Tuesday, August 30, 2016

Quotable: Neil MacFarquhar profiles Russian disinformation


"Quotable: Neil MacFarquhar profiles Russian disinformation," publicdiplomacycouncil.org

image (not from entry) from; on the veracity of this quotation see (1) (2) (3)

Monday, August 29th 2016
“With a vigorous national debate underway on whether Sweden should enter a military partnership with NATO, officials in Stockholm suddenly encountered an unsettling problem: a flood of distorted and outright false information on social media, confusing public perceptions of the issue.”  That was Neil MacFarquhar’s story lead.  How did it turn out?  Read his August 28, 2016, report, filed from Stockholm, “A Powerful Russian Weapon: The Spread of False Stories,” in The New York Times.  The entire story is worth reading; here are a few highlights:

  • . . . the disinformation had begun spilling into the traditional news media, and as the defense minister, Peter Hultqvist, traveled the country to promote the pact in speeches and town hall meetings, he was repeatedly grilled about the bogus stories.

  • As often happens in such cases, Swedish officials were never able to pin down the source of the false reports. But they, numerous analysts and experts in American and European intelligence point to Russia as the prime suspect, noting that preventing NATO expansion is a centerpiece of the foreign policy of President Vladimir V. Putin, who invaded Georgia in 2008 largely to forestall that possibility.

  • In Crimea, eastern Ukraine and now Syria, Mr. Putin has flaunted a modernized and more muscular military. But he lacks the economic strength and overall might to openly confront NATO, the European Union or the United States. Instead, he has invested heavily in a program of “weaponized” information, using a variety of means to sow doubt and division. The goal is to weaken cohesion among member states, stir discord in their domestic politics and blunt opposition to Russia.

  • “Moscow views world affairs as a system of special operations, and very sincerely believes that it itself is an object of Western special operations,” said Gleb Pavlovsky, who helped establish the Kremlin’s information machine before 2008. “I am sure that there are a lot of centers, some linked to the state, that are involved in inventing these kinds of fake stories.”

  • The planting of false stories is nothing new; the Soviet Union devoted considerable resources to that during the ideological battles of the Cold War.

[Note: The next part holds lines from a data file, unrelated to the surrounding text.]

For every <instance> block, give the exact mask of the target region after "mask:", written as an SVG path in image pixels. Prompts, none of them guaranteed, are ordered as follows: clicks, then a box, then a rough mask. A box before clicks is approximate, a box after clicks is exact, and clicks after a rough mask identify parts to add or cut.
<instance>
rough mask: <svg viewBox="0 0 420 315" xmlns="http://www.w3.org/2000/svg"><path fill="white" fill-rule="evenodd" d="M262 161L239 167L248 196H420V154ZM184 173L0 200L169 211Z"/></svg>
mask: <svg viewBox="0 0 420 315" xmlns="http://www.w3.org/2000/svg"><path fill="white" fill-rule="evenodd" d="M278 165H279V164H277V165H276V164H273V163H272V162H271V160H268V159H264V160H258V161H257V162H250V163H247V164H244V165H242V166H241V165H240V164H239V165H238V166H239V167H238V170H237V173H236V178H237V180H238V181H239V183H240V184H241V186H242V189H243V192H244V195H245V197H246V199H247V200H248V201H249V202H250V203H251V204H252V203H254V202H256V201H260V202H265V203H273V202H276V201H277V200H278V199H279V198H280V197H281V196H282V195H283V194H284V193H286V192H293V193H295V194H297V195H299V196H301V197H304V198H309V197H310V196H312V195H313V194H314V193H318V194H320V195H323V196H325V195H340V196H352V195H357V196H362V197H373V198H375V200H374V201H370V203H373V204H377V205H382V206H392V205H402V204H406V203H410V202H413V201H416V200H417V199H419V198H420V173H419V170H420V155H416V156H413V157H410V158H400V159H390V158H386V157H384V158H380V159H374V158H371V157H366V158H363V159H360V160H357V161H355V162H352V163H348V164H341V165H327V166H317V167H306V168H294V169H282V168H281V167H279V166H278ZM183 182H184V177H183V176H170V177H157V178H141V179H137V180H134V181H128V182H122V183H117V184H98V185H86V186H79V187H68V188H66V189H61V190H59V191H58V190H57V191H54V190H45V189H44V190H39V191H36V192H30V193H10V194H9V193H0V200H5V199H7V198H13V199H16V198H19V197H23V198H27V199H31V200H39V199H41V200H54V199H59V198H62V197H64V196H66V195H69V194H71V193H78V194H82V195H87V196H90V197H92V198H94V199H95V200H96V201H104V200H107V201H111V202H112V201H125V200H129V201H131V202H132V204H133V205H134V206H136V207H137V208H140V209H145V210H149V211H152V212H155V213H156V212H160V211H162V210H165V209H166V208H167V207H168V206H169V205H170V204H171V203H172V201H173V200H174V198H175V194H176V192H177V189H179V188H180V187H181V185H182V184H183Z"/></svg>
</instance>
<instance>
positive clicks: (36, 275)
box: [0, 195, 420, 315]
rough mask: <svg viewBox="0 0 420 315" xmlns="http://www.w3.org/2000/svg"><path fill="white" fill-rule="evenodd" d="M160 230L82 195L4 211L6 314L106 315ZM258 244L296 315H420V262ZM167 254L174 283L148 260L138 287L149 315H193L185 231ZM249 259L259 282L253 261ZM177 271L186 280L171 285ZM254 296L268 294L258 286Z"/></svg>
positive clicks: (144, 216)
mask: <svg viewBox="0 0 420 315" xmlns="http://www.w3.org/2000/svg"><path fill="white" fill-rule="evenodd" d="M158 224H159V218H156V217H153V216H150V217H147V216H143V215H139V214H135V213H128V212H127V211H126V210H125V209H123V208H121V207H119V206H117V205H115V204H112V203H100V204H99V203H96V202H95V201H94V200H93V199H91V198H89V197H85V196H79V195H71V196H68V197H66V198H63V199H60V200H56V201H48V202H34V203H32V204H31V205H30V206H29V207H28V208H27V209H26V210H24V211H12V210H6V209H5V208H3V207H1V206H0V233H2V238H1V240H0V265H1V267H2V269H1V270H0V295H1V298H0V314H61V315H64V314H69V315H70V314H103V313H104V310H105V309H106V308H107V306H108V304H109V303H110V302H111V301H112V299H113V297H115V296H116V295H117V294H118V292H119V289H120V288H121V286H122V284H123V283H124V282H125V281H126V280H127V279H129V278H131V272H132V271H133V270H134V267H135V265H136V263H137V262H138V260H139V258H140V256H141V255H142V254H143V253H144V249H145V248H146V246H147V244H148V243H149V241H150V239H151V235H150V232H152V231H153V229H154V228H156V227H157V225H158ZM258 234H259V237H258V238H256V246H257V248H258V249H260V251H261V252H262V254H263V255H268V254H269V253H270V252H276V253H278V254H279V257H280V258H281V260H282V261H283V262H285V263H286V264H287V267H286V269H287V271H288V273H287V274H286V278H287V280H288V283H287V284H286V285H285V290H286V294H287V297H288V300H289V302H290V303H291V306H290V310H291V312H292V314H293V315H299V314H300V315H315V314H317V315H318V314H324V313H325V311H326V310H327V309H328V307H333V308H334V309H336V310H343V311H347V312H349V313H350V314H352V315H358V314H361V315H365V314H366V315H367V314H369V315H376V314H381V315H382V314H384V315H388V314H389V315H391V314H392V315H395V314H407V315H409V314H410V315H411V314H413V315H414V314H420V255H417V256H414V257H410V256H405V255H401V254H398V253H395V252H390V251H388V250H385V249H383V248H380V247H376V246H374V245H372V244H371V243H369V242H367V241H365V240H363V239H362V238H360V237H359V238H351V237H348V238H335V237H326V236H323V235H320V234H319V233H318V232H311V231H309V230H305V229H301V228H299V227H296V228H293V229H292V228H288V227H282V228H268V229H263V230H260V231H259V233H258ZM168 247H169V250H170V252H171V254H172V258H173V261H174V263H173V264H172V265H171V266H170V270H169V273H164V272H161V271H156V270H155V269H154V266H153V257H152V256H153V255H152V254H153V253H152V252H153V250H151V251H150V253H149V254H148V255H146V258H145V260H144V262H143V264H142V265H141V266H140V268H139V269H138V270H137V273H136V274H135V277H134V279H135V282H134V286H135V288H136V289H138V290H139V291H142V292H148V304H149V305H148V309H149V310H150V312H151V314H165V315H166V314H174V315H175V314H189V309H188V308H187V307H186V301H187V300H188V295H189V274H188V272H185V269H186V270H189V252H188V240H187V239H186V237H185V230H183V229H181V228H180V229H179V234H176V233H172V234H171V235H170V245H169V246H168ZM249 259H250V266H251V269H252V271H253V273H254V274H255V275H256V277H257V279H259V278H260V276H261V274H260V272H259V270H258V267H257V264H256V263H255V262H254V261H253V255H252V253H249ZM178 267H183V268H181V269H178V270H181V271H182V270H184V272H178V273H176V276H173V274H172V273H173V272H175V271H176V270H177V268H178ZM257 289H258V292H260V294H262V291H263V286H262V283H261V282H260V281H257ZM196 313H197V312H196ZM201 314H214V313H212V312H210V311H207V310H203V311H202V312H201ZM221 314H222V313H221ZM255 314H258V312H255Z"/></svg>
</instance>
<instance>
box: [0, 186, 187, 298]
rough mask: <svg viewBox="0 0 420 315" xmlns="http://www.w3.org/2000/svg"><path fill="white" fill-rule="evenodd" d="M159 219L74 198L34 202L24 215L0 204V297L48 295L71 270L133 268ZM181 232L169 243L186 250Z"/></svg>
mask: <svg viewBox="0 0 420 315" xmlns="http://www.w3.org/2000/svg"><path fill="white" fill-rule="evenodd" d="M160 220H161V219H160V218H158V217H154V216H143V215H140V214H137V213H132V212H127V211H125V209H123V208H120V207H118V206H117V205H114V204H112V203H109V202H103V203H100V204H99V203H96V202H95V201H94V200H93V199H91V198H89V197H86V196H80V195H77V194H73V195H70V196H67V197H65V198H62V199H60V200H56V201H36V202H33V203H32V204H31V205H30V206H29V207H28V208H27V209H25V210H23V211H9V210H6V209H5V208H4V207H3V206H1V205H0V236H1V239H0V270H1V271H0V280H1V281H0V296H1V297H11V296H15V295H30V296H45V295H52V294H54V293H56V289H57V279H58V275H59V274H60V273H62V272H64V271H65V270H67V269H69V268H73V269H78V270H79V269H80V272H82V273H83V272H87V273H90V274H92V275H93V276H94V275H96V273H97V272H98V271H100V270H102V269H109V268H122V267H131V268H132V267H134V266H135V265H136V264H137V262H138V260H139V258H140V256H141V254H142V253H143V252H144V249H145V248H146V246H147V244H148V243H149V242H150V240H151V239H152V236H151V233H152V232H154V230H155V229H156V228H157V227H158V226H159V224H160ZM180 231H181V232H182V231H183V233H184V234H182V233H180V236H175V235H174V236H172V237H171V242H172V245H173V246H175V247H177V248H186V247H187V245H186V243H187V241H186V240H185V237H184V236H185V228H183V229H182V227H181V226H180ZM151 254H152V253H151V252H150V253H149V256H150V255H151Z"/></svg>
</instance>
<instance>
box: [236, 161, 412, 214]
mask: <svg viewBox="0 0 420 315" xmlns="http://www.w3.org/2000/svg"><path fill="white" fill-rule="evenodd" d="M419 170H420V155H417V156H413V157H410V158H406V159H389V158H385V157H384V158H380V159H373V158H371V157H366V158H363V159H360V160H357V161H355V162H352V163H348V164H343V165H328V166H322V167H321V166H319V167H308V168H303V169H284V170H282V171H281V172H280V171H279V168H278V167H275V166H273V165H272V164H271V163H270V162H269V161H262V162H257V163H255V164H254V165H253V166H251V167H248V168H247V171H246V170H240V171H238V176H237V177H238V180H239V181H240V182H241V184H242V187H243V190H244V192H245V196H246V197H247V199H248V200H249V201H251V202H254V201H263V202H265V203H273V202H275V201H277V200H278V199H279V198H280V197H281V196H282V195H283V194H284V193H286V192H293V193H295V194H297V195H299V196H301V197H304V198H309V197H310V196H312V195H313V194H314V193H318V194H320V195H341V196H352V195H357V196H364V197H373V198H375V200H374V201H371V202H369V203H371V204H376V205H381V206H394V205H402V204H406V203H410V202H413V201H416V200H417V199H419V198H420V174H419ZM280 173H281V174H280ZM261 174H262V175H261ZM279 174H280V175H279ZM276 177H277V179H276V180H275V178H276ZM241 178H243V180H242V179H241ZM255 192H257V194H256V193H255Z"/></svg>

Now, though, disinformation is regarded as an important aspect of Russian military doctrine, and it is being directed at political debates in target countries with far greater sophistication and volume than in the past.


  • The Kremlin uses both conventional media — Sputnik, a news agency, and RT, a television outlet — and covert channels, as in Sweden, that are almost always untraceable.

  • The weaponization of information is not some project devised by a Kremlin policy expert but is an integral part of Russian military doctrine — what some senior military figures call a “decisive” battlefront.

  • “The role of nonmilitary means of achieving political and strategic goals has grown, and, in many cases, they have exceeded the power of force of weapons in their effectiveness,” Gen. Valery V. Gerasimov, the chief of the general staff of the Russian Armed Forces, wrote in 2013.